Investor reaction and market signals
Financial coverage after the release noted that Meituan’s shares traded lower even as the company joined the list of Chinese firms shipping competitive models. TipRanks cited the South China Morning Post benchmarks and pointed to a wider policy backdrop, with China boosting support for its technology sector while facing trade frictions. Market reactions often lag product reality. What will matter to investors is whether the model drives adoption, whether it reduces costs inside Meituan’s operations, and whether outside developers pick it as an engine for real products.
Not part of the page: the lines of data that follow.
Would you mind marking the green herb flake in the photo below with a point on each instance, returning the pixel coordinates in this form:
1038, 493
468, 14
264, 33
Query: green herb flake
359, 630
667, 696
The bigger signal is that companies far outside core AI circles are now publishing models that challenge established players on speed, cost, and capability in agent use cases. That momentum could reshape how enterprises think about where their AI stack comes from. It can also accelerate pressure on model makers to prove value in pragmatic, latency sensitive tasks rather than only in benchmark leaderboards.
Key Points
- Meituan released LongCat Flash Chat, an open source Mixture of Experts model with 560 billion total parameters, on GitHub and Hugging Face in early September 2025.
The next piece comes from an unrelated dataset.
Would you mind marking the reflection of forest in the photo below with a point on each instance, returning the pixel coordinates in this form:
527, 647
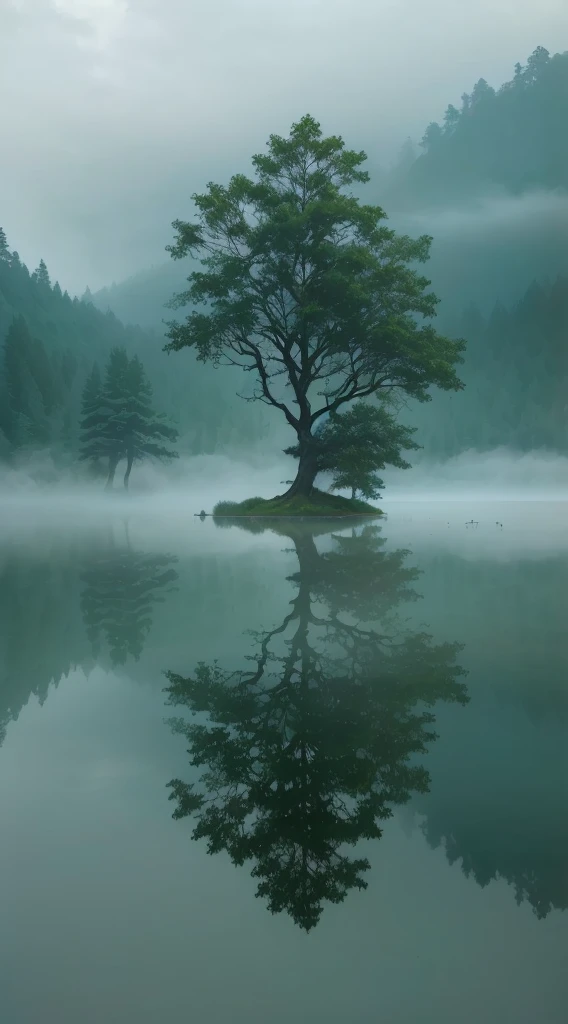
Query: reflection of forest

- The model activates 18.6 billion to 31.3 billion parameters per token on average, which lowers compute cost while keeping a large total capacity.
- Benchmarks in the technical report claim performance on par with DeepSeek V3.1, Alibaba Cloud’s Qwen3, Moonshot AI’s Kimi K2, and strong standing versus Claude Sonnet and Gemini 2.5 Flash.
- Meituan positions the system as a nonthinking foundation model focused on speed, instruction following, tool use, and agent workflows rather than deep reasoning.
- Engineering features include Zero Computation Experts, a PID controller for expert bias, shortcut connected MoE design, and a 128k token context window.
- Technical notes cite more than 100 tokens per second on H800 hardware and an output cost near 5 yuan per million tokens under specific conditions.
- The code and weights are under the MIT License, with deployment guidance for vLLM and SGLang.
- The launch follows Meituan’s 2023 purchase of Light Year and supports a broader three tier AI strategy across work tools, products, and core models.
- TipRanks reported a share price decline after the announcement, showing that investor sentiment may depend on real world adoption and cost savings.
- The release adds to a wave of open source model activity in China that is closing gaps with Western peers and focusing on fast agent use cases.